United States Information Agency


The United States Information Agency (USIA), which operated from 1953 to 1999, was a United States agency devoted to "public diplomacy".

In 1999, prior to the reorganization of intelligence agencies by President George W. Bush, President Bill Clinton assigned USIA's cultural exchange and non-broadcasting intelligence functions to the newly created Under Secretary of State for Public Diplomacy and Public Affairs at the U.S. Department of State. USIA's broadcasting functions were moved to the newly created Broadcasting Board of Governors.

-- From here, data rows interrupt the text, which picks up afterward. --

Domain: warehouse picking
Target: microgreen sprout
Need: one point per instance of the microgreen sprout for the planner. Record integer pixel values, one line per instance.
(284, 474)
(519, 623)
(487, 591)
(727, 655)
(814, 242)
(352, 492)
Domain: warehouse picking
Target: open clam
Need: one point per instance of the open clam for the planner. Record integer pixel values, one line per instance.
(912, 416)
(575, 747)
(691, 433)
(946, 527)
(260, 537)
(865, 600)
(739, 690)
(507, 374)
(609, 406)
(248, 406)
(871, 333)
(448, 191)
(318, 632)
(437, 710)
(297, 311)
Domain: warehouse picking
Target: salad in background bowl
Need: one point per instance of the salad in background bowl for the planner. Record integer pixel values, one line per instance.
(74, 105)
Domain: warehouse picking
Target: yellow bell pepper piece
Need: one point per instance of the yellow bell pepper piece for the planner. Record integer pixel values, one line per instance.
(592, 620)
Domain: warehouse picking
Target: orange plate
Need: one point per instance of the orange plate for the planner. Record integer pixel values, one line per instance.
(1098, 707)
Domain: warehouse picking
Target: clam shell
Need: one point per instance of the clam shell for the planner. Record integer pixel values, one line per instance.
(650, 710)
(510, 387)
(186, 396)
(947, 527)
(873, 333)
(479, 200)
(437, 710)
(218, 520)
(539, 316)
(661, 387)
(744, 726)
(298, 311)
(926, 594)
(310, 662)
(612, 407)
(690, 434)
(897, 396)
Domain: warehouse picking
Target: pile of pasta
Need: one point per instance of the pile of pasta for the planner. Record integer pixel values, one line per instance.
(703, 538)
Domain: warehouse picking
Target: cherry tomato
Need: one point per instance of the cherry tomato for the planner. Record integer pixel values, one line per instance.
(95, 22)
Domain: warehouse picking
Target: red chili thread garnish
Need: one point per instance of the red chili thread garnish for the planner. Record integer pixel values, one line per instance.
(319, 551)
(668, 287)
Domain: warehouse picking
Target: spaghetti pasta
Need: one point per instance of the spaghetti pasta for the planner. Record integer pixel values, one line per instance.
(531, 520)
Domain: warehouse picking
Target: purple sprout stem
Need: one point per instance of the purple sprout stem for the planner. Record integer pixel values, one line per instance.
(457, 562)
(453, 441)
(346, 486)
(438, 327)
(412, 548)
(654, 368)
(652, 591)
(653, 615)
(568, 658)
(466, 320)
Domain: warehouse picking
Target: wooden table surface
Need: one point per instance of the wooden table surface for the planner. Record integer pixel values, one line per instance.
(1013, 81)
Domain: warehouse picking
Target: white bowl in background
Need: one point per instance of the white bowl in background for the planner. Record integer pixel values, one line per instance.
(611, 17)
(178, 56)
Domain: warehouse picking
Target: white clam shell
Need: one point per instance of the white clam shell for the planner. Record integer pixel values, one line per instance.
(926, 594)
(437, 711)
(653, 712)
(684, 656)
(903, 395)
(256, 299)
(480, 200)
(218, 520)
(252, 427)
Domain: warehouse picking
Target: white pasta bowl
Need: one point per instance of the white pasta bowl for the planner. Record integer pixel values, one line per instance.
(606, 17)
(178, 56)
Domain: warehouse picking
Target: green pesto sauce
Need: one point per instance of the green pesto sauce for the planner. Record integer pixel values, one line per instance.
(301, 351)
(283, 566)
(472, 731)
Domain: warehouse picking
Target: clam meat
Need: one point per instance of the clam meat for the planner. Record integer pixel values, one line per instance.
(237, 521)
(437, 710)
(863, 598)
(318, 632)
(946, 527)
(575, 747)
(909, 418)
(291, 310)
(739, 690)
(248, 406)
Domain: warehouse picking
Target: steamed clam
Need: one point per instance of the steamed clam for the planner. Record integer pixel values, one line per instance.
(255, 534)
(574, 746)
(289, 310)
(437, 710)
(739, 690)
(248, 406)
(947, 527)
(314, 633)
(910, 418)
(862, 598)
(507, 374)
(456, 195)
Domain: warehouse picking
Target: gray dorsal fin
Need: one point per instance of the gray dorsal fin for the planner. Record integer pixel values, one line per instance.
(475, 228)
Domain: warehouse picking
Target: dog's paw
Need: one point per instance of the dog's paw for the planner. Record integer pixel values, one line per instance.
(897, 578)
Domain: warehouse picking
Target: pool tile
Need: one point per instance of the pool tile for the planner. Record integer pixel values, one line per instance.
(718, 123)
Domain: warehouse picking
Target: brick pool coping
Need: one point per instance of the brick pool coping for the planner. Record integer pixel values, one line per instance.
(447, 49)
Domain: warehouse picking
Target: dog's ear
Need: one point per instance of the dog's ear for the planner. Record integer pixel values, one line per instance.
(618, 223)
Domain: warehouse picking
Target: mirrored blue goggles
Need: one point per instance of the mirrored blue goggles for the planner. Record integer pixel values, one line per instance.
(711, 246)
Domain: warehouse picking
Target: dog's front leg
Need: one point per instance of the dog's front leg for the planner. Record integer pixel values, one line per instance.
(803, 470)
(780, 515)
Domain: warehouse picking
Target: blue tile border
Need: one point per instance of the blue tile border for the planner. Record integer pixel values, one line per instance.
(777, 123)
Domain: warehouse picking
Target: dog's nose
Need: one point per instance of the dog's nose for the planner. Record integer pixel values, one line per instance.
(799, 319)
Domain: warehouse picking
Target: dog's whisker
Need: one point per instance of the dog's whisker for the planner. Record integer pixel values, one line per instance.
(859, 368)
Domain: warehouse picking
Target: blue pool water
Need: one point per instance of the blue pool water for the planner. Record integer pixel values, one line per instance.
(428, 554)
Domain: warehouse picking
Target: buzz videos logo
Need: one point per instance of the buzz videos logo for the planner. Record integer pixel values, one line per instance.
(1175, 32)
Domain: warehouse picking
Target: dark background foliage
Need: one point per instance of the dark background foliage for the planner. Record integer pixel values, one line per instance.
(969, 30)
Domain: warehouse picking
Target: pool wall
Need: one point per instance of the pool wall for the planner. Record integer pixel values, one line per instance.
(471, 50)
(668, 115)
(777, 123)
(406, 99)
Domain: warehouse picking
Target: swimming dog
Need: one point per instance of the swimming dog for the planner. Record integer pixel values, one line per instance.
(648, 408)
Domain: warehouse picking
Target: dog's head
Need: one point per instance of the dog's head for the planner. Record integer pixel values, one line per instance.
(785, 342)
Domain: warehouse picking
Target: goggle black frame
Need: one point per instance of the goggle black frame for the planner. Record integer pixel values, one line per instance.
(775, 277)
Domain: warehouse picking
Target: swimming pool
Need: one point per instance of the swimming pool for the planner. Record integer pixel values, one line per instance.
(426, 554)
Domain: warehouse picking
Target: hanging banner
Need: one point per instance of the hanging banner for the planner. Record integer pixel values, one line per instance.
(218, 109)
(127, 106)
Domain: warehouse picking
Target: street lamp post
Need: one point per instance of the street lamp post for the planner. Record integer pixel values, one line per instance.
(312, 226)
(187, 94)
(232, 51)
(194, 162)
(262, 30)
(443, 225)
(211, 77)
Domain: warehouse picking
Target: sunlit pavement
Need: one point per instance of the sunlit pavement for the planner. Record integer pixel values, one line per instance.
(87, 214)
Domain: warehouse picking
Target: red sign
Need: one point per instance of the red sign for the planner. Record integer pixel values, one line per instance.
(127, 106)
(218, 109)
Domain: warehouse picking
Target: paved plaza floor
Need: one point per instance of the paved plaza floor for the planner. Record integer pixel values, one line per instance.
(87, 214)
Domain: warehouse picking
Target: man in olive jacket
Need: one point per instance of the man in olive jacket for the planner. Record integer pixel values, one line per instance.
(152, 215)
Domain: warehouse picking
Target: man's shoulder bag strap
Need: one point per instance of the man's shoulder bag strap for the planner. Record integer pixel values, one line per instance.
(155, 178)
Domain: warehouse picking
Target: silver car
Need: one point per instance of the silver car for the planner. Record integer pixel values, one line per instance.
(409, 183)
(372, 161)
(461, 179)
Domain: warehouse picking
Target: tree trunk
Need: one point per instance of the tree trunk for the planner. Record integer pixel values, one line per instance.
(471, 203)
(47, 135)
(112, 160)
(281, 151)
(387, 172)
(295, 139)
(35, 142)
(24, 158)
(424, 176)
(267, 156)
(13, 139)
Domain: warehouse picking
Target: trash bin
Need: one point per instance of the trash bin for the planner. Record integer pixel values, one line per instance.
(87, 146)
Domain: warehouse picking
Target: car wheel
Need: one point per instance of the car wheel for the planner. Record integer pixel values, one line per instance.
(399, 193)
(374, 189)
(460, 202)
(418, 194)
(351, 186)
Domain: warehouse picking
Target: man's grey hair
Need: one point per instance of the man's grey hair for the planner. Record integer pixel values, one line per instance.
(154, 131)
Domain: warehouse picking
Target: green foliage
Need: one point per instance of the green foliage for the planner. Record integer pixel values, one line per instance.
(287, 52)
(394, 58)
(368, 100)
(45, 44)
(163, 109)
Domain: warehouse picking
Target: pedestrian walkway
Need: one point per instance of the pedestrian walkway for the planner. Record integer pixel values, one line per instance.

The agency was previously known overseas as the United States Information Service (USIS) of the U.S. Embassy; the current name, the Public Diplomacy and Public Affairs, is sometimes translated as the Public Relations and Cultural Exchange Agency.

Former USIA Director of TV and Film Service Alvin Snyder recalled in his 1995 memoir that "the U.S. government ran a full-service public relations organization, the largest in the world, about the size of the twenty biggest U.S. commercial PR firms combined.

Its full-time professional staff of more than 10,000, spread out among some 150 countries, burnished America‘s image and trashed the Soviet Union 2,500 hours a week with a 'tower of babble' comprised of more than 70 languages, to the tune of over $2 billion per year". "The biggest branch of this propaganda machine" was the USIA.[1]